By the 12th time you’ve moved a student into college housing, you and your kid have lowered your standards considerably.
Carefully annotated check lists? Not necessary! Labeled plastic bins? Clearly, a waste of space. (Thankfully, because I’ve never labeled a plastic bin in my life. I like the festive, scavenger hunt atmosphere of a frantic search through bins. “I thought it was in the pink one!” “Check the Christmas bin.” “Is the blue one still the Christmas bin?” Sometimes I think well-organized families miss out on all the fun.)

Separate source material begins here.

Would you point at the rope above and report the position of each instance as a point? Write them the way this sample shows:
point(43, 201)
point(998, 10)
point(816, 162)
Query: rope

In 2005, our entire family drove five hours in a conversion van packed with items accumulated during the summer I spent obsessing over the idea that our oldest little bird (who stood 6-foot-5) was leaving the nest. We carried check lists, a first aid kit, freshly purchased sheets and a comforter, cleaning supplies, laundry supplies, and sorted garments that had been folded to a crease.
We spent the whole weekend seeing him off.
This past Saturday I drove our younger son to Madison for his senior year. We shoved stuffed garbage bags and an old mattress into the back of the car. We filled in the gaps with armfuls of clothing, still on hangers, and with random non-perishable food items purchased during a hasty Sam’s Club run.
The entire move-in took 20 minutes.
I blame Sir Isaac Newton for the shocking difference in the two trips. At some point, the driver of the home-to-college run realizes that she’ll probably also be the driver of the college-to-home run, and what goes into those sketchy college apartments must come back out.
It’s not gravity exactly, more the grave realization that if you help your son haul a giant bed frame and headboard into his college apartment, you’re going to have to come back to help him haul it out.
Who wants to do that?
Not I, said the wily (you can read lazy if you want to) mother of four.
I favor a simpler, more feng shui design. Less clutter equals less sweat.
Molly is our youngest and she leaves for college in two years. By then, I intend to have college packing down to a hobo stick and a handkerchief.